Wage garnishment is used in situations when a person is not paying a particular type of debt. This process is often times used to collect for taxes, child support, and/or student loans in default.

If you are worried about becoming a victim of wage garnishment this is not something that will just pop up out of nowhere. For instance, if you owe back taxes, there are several steps that the IRS must take before moving forward with this process.

1. Send a Notice and Demand for Payment.

2. The person must then refuse to pay the tax and ignore the notice.

3. Thirty days before the wage garnishment takes place the IRS must send one last notice known as a Final Notice of Intent to Levy and Notice of Your Right to A Hearing.

So if you receive a Notice and Demand for Payment you have two options.
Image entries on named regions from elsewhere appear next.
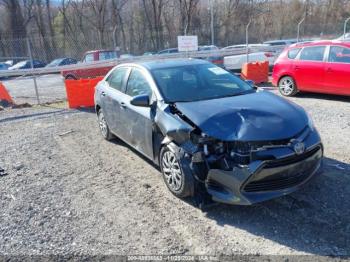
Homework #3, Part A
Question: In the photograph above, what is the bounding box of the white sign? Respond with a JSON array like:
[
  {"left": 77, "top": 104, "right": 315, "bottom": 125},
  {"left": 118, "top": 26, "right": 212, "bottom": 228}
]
[{"left": 177, "top": 35, "right": 198, "bottom": 52}]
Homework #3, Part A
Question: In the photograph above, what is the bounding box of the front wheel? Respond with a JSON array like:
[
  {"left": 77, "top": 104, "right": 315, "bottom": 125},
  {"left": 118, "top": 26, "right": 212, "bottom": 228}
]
[
  {"left": 97, "top": 109, "right": 114, "bottom": 141},
  {"left": 159, "top": 145, "right": 193, "bottom": 198},
  {"left": 278, "top": 76, "right": 298, "bottom": 96}
]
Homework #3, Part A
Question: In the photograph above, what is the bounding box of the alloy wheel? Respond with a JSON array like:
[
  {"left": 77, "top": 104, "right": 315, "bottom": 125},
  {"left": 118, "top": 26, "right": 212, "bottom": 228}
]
[
  {"left": 162, "top": 151, "right": 183, "bottom": 191},
  {"left": 99, "top": 112, "right": 108, "bottom": 137},
  {"left": 279, "top": 77, "right": 295, "bottom": 96}
]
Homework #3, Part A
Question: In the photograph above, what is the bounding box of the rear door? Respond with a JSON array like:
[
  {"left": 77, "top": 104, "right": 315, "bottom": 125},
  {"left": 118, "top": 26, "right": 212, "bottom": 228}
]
[
  {"left": 324, "top": 46, "right": 350, "bottom": 95},
  {"left": 122, "top": 68, "right": 154, "bottom": 159},
  {"left": 292, "top": 46, "right": 326, "bottom": 92},
  {"left": 101, "top": 67, "right": 130, "bottom": 138}
]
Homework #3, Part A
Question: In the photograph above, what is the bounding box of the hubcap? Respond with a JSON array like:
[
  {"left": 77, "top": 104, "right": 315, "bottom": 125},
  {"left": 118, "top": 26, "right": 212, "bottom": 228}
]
[
  {"left": 280, "top": 78, "right": 294, "bottom": 96},
  {"left": 162, "top": 151, "right": 182, "bottom": 191},
  {"left": 99, "top": 113, "right": 108, "bottom": 137}
]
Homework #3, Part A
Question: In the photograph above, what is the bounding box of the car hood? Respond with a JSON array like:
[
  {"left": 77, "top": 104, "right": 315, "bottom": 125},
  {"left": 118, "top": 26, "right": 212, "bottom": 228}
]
[{"left": 175, "top": 91, "right": 308, "bottom": 141}]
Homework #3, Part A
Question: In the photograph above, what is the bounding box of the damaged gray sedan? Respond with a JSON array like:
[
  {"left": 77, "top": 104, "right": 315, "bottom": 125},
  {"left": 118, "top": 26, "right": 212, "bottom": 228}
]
[{"left": 95, "top": 59, "right": 323, "bottom": 205}]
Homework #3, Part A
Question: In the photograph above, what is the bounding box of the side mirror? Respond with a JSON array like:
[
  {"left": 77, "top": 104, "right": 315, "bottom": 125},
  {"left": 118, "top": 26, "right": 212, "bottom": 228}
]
[{"left": 130, "top": 95, "right": 150, "bottom": 107}]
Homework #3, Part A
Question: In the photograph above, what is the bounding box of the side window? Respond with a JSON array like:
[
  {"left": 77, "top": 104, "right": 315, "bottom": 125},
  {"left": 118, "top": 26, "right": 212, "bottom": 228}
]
[
  {"left": 106, "top": 67, "right": 128, "bottom": 91},
  {"left": 84, "top": 53, "right": 94, "bottom": 62},
  {"left": 99, "top": 51, "right": 117, "bottom": 60},
  {"left": 288, "top": 48, "right": 300, "bottom": 59},
  {"left": 300, "top": 46, "right": 326, "bottom": 61},
  {"left": 126, "top": 69, "right": 152, "bottom": 97},
  {"left": 328, "top": 46, "right": 350, "bottom": 64}
]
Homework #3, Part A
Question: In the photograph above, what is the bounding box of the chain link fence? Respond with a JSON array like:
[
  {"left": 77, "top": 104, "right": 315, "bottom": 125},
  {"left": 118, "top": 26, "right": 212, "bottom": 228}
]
[{"left": 0, "top": 20, "right": 350, "bottom": 107}]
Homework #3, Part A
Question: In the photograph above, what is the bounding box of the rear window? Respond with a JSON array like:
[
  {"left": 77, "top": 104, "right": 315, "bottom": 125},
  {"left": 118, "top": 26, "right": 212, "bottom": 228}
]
[
  {"left": 300, "top": 46, "right": 326, "bottom": 61},
  {"left": 288, "top": 48, "right": 300, "bottom": 59},
  {"left": 328, "top": 46, "right": 350, "bottom": 64},
  {"left": 152, "top": 63, "right": 254, "bottom": 103}
]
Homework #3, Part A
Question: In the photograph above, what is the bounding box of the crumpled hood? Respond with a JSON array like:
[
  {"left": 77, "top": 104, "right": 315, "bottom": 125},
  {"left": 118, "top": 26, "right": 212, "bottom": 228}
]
[{"left": 176, "top": 91, "right": 308, "bottom": 141}]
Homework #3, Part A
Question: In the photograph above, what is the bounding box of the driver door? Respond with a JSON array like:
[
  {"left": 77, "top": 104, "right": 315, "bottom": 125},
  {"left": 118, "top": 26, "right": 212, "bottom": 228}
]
[
  {"left": 101, "top": 67, "right": 130, "bottom": 139},
  {"left": 121, "top": 68, "right": 154, "bottom": 159}
]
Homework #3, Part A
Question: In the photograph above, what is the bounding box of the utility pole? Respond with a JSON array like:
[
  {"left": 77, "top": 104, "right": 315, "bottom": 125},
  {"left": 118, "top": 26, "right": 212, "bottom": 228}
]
[
  {"left": 297, "top": 13, "right": 306, "bottom": 43},
  {"left": 209, "top": 0, "right": 214, "bottom": 45},
  {"left": 343, "top": 17, "right": 350, "bottom": 40},
  {"left": 245, "top": 18, "right": 252, "bottom": 63}
]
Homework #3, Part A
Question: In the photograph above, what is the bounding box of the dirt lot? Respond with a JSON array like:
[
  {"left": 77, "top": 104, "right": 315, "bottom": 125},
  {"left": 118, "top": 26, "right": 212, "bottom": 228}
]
[{"left": 0, "top": 89, "right": 350, "bottom": 255}]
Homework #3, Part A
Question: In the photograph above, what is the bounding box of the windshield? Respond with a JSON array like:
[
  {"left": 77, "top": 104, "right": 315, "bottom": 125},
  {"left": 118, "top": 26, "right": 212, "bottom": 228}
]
[
  {"left": 152, "top": 64, "right": 254, "bottom": 103},
  {"left": 13, "top": 61, "right": 28, "bottom": 68}
]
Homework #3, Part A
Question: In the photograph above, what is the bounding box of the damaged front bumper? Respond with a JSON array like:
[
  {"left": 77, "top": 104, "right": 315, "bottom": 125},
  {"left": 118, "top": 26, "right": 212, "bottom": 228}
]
[{"left": 205, "top": 130, "right": 323, "bottom": 205}]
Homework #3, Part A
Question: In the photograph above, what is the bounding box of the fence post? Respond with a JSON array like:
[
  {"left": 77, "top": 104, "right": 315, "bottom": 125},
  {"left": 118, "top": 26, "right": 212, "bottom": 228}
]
[
  {"left": 26, "top": 37, "right": 40, "bottom": 105},
  {"left": 343, "top": 17, "right": 350, "bottom": 40},
  {"left": 297, "top": 15, "right": 306, "bottom": 43},
  {"left": 209, "top": 0, "right": 215, "bottom": 45}
]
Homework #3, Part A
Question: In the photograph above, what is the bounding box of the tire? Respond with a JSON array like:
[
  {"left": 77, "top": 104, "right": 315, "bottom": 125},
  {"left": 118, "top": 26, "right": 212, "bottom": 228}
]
[
  {"left": 97, "top": 109, "right": 114, "bottom": 141},
  {"left": 278, "top": 76, "right": 298, "bottom": 96},
  {"left": 159, "top": 145, "right": 194, "bottom": 198}
]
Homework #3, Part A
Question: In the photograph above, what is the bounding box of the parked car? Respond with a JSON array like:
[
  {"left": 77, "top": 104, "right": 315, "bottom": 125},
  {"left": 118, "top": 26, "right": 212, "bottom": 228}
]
[
  {"left": 95, "top": 59, "right": 323, "bottom": 205},
  {"left": 224, "top": 52, "right": 276, "bottom": 71},
  {"left": 8, "top": 60, "right": 46, "bottom": 70},
  {"left": 272, "top": 41, "right": 350, "bottom": 96},
  {"left": 61, "top": 50, "right": 118, "bottom": 79},
  {"left": 0, "top": 63, "right": 9, "bottom": 71},
  {"left": 221, "top": 44, "right": 269, "bottom": 51},
  {"left": 198, "top": 45, "right": 224, "bottom": 67},
  {"left": 143, "top": 51, "right": 157, "bottom": 56},
  {"left": 334, "top": 33, "right": 350, "bottom": 41},
  {"left": 46, "top": 57, "right": 78, "bottom": 67},
  {"left": 119, "top": 54, "right": 135, "bottom": 59}
]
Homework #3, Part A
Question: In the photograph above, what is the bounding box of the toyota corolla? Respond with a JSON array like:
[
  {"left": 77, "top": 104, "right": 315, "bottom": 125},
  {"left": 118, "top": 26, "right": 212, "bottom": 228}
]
[{"left": 95, "top": 59, "right": 323, "bottom": 205}]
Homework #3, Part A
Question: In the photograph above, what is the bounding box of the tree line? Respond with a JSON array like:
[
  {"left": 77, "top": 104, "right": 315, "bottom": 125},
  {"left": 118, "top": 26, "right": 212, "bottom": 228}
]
[{"left": 0, "top": 0, "right": 350, "bottom": 60}]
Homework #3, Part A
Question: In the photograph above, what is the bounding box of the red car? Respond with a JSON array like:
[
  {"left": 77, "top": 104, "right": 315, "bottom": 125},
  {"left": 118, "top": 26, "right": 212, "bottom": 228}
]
[
  {"left": 272, "top": 41, "right": 350, "bottom": 96},
  {"left": 61, "top": 50, "right": 118, "bottom": 79}
]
You can either comply and pay what you owe, or let the process unwind and eventually have the IRS proceed with wage garnishment.

Why would an employer listen to the IRS when asked to garnish the wages of an employee? The reason for this is simple: they don't want to get involved and in turn be held responsible for any damages. In turn, wage garnishment is added to the payroll process to ensure that the proper amount is deducted from each paycheck. Wage garnishments continue until the debt is paid off in its entirety, or you decide to make other arrangements.

Wage garnishment can have many negative effects on your personal life as well as your finances. For instance, wage garnishment will lower your credit score and subsequently make it difficult to obtain a loan. Additionally, financial institutions are less likely to offer you a bank account if your wages have been garnished in the past. And of course, this can cause a lot of harm to your reputation within your company.

IRS wage garnishment is a serious issue, and it should not be taken lightly. If the IRS ends up using a wage levy against you to collect there are many ways to stop it. It is best to talk with a tax relief professional to come up with the best solution for your unique tax and financial situation.